When I finally put myself and my needs first, I realize just how open my heart was. I was never looking for it, but rather it was always there as long as I was ready and willing to show up to it.
“I’m glad I trusted myself,” I remember saying to you, that one hazy April morning as my eyes watered and our hands intertwined, afraid of the overwhelm of our own emotions.
My eyes welled up as I laid on top of you, your eyes staring back into mine. A feeling of knowing. I have never seen or heard you express or feel or share so much. The overwhelm of your emotions caught me off guard and it all hit me at that moment — when I realized and felt everything you had just expressed to me.
What we have shared and built has blown my mind. And I’m just so glad I took my time, trusted myself, and trusted my journey to be truly ready to show up. And you were always there for me, too.
“To be honest, I’m not scared at all with you. And to be honest, I feel like are both so ready for it all. It can feel like a lot but for some reason I’m not scared of it? I feel like I trust you so much and you make it so easy for me to trust you,” I wrote to you. “I’d normally feel scared or uncertain or unsure, and even unsure of your thoughts and intentions with me… but you’ve done nothing but make me feel every ounce of of safety and security and comfort and sincerity.”
I’ve always been scared of so many things, but when I feel hard or feel deeply, I don’t mess around. I’m sure of myself. I commit to it.

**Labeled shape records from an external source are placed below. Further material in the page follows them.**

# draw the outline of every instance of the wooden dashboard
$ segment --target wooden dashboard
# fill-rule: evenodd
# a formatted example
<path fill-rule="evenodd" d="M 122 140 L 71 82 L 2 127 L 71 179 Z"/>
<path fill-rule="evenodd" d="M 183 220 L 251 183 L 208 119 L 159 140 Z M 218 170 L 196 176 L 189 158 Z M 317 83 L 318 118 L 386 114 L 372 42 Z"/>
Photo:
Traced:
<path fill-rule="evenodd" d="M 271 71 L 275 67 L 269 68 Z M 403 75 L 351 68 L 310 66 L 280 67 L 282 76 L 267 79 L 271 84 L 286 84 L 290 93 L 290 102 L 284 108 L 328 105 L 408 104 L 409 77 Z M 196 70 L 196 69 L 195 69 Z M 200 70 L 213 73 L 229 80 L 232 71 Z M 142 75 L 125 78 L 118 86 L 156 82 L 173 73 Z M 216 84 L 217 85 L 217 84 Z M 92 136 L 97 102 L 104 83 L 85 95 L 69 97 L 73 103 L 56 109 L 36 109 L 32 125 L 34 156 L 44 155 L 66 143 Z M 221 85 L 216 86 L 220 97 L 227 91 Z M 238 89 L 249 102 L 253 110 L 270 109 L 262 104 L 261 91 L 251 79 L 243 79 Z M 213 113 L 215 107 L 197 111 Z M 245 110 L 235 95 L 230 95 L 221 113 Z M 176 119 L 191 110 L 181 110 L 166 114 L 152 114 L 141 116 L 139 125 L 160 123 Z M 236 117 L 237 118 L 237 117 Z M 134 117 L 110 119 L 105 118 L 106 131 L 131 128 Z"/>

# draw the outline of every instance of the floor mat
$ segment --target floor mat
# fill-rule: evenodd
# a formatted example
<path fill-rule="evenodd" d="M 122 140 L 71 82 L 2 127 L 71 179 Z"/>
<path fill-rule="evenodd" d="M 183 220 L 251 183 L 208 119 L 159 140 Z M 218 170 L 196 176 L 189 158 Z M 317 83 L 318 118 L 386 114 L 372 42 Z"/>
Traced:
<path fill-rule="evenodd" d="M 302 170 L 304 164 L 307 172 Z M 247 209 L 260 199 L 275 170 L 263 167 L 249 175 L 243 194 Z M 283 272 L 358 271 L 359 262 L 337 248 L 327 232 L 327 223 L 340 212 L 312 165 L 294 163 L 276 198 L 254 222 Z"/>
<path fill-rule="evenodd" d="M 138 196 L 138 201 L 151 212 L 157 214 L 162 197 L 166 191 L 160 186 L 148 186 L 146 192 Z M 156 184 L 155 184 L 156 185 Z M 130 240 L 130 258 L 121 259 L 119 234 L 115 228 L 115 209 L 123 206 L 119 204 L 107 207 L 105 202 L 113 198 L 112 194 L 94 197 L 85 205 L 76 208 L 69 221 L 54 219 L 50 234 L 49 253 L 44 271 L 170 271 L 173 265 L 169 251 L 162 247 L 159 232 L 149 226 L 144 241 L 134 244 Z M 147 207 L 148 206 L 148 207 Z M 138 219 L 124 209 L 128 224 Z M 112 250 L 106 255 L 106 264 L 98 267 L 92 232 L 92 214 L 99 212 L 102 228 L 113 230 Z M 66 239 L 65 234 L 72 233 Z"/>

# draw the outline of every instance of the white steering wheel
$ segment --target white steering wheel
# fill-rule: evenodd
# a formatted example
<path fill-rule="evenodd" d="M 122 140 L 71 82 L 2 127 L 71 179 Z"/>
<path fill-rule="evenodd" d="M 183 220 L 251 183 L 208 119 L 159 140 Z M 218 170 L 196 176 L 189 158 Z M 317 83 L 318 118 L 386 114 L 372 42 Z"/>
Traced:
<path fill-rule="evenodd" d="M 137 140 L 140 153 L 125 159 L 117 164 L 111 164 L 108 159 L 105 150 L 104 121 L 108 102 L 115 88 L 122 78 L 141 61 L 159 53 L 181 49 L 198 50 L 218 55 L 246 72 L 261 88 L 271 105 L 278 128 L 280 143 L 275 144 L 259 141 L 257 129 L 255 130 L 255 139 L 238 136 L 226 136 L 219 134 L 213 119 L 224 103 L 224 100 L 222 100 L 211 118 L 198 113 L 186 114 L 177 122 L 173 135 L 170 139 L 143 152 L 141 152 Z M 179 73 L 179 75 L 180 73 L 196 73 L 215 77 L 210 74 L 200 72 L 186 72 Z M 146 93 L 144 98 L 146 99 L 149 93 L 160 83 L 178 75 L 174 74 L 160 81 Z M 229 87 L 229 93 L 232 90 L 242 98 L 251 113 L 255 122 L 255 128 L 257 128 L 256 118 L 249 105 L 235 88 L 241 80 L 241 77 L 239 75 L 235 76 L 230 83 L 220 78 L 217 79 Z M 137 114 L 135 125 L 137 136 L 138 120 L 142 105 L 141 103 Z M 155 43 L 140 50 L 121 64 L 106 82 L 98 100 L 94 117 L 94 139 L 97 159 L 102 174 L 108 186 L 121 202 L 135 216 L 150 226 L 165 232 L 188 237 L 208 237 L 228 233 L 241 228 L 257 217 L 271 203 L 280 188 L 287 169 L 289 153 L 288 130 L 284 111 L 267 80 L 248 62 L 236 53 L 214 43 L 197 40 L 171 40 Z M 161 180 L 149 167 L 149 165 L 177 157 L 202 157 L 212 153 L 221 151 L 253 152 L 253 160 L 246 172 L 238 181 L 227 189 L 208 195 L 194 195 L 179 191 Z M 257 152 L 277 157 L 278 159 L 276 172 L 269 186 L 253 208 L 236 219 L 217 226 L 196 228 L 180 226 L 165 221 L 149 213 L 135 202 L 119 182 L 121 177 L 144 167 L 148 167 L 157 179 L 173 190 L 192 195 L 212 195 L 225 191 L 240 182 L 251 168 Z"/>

I continued: “It’s honestly all I could ever want or ask for from someone else, and I thought I’d never be able to find that or match that. It’s a level of self awareness and selflessness I never knew I’d find or need… I’m also so damn confident and comfortable in my own skin that I don’t worry. I just feel and sense this intuitive energy that we show up for each other in the ways we both need and want, without even speaking it.”
“I felt no one ever respected the way I best communicate through writing as you. And it makes sense. The way you were first moved by my blog writing and became a secret stan — haha. It all means so much.”
I’m just glad I trusted myself. And waited. I gave myself time. I wanted to find myself, be sure of myself, do things for myself — serve myself first and foremost in order to better show up for the people around me. And once I let go of all that wasn’t serving me, giving so much of myself to others instead of giving that energy to myself, I found I could live my life much more vibrantly and true and real, because I wasn’t pouring it into the people who weren’t so deserving of it.
“I’ve always wanted to feel like I could be a part of some family or world or community, and you’ve been doing that for me… and it brings me a feeling of so much comfort and joy that I didn’t know I was looking for. My ‘free bird’ spirit that always needed a home to land on… It’s really good for me. You’re good for me.”